Maybe you haven’t been following along with the drama here in New York City, so let me pour some tea real quick: last week this dude wrote an essay arguing that NYC is Dead Forever, and a bunch of people got mad and posted photos of buskers, like, “See, New York isn’t dead!”
Then today, the very rich and famous Jerry Seinfeld penned his own reply in the Opinion section of The New York Times. TL;DR: “The last thing we need in the thick of so many challenges is some putz on LinkedIn wailing and whimpering, ‘Everyone’s gone! I want 2019 back!’”
You know something is rotten in Denmark when Seinfeld comes to the rescue. “Some putz on LinkedIn” is a sick burn.
I mean, yes, I too got out the soapbox about a month ago and wrote my own essay on the life/death of New York City. TL;DR: “If everyone who could afford to leave NYC actually left, imagine how cool this town would be.”
But I digress. Let’s try and figure this out for a second?
Firstly, it’s pretty cool that New York City could, potentially, perhaps… die.
Chicago? It will just continue to putter along as planes fly overhead. New Orleans? Immortal, genuinely immortal. San Francisco? Great place to visit! Los Angeles? It’s an earthquake in a wildfire and not one of y’all is like, “Oh, Los Angles is dying!” Why? Because these places are just that: places.
New York City is a living, breathing city. Some call it the greatest city in the world. Perhaps more accurately, it’s the only city in the world.
Nowhere else do you find the diversity, the industry, the innovation, and the creativity that you find in New York City. It’s also got the most people for what that’s worth: largest population in the US (and 42nd in the world, btw).
So, now… when we say New York City is dead, what we’re really saying is something longwinded like, “the diversity, the industry, the innovation, and the creativity that is inherent to New York City is leaving or gone and thus New York City has ceased to exist… the city formerly known as New York City is only a shell of its former self and if you missed it when it was cool you’ll die scared and alone having never eaten from the Big Apple, for now it is surely just a mushy, browning apple core.”
Now, am I saying that, yes, New York City is dead? Well, kinda.
New York City is undead, trapped in a state of soullessness between heaven and hell. Restaurants are open, but serving limited menus to tables in the street. Musicians are performing, but only the ones you don’t want to hear like DJs in parks and parked cars outside your apartment. The subway is running, just not at night.
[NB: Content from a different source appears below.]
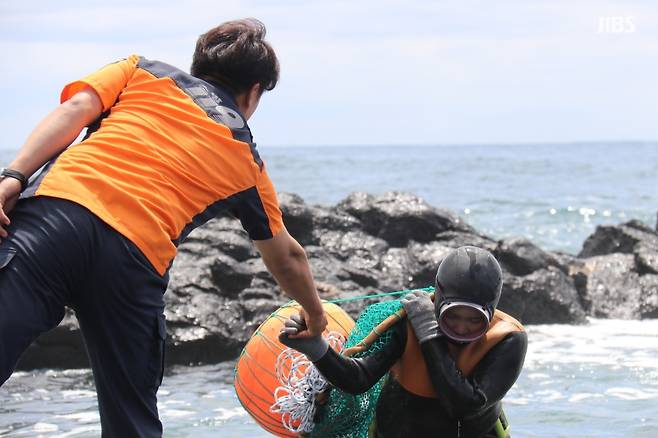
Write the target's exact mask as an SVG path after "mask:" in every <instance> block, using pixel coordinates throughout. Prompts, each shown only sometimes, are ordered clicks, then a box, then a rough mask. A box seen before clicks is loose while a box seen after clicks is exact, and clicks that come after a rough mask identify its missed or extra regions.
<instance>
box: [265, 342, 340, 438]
mask: <svg viewBox="0 0 658 438" xmlns="http://www.w3.org/2000/svg"><path fill="white" fill-rule="evenodd" d="M325 339H326V340H327V342H328V343H329V348H333V349H334V350H336V351H338V352H339V353H341V352H342V351H343V348H344V345H345V337H344V336H343V335H341V334H340V333H338V332H329V334H327V335H326V336H325ZM276 375H277V378H278V379H279V383H280V384H281V386H279V387H277V388H276V389H275V390H274V400H275V402H274V404H273V405H272V406H270V412H273V413H277V414H281V423H282V424H283V427H285V428H286V429H288V430H289V431H291V432H293V433H302V432H306V433H308V432H311V431H312V430H313V426H314V423H313V417H314V416H315V408H316V406H315V402H316V397H317V395H318V394H320V393H321V392H322V391H324V390H325V389H326V388H327V385H328V383H327V381H326V380H325V379H324V377H322V375H321V374H320V372H319V371H318V370H317V368H315V366H314V365H313V362H311V361H310V360H308V358H307V357H306V356H305V355H304V354H302V353H300V352H298V351H297V350H293V349H292V348H287V349H285V350H283V351H282V352H281V354H279V357H278V358H277V360H276Z"/></svg>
And while the most amazing, clamorous dance party bars are closed, you can still meet new people at birthday picnics and rooftop BBQs.
Yes, even now in the height of summer, when everyone is usually in the streets, this town does feel a bit ghostly. But the people here are just the same: friendly, flirty, fabulous, filthy, and forthcoming. Really, I’m surprised the Op-Ed reply to Altchur’s NYC Is Dead Forever wasn’t simply a line drawing of the middle finger. And who really gives a shit what Seinfeld thinks?
Will New York City ever be the same? Absolutely not, don’t be ridiculous. But ya know what? New York City wasn’t the same for anything longer than, say, three weeks at a time.
What’s a real bummer is how New York City has changed. This city, like most cities, has grown to cater to the rich and wealthy. The median rent in New York City has increased by 35% in the last 10 years. The median price of a Broadway show has increased by 65% in the last 10 years. And the subway fare has increased 38% since 2009. (Yes, nerds, all that is higher than the national rate of inflation at 19% over the last 10 years.)
It’s like James Murphy of LCD Soundsystem sang in the seminal dance-punk tune “North American Scum”: New York's the greatest if you get someone to pay the rent.
But whatever, man, us hipsters, we know the truth: New York City died on February 5, 2011.
But where you gonna go? I hear Paris is nice, but they all speak French there. Le sigh.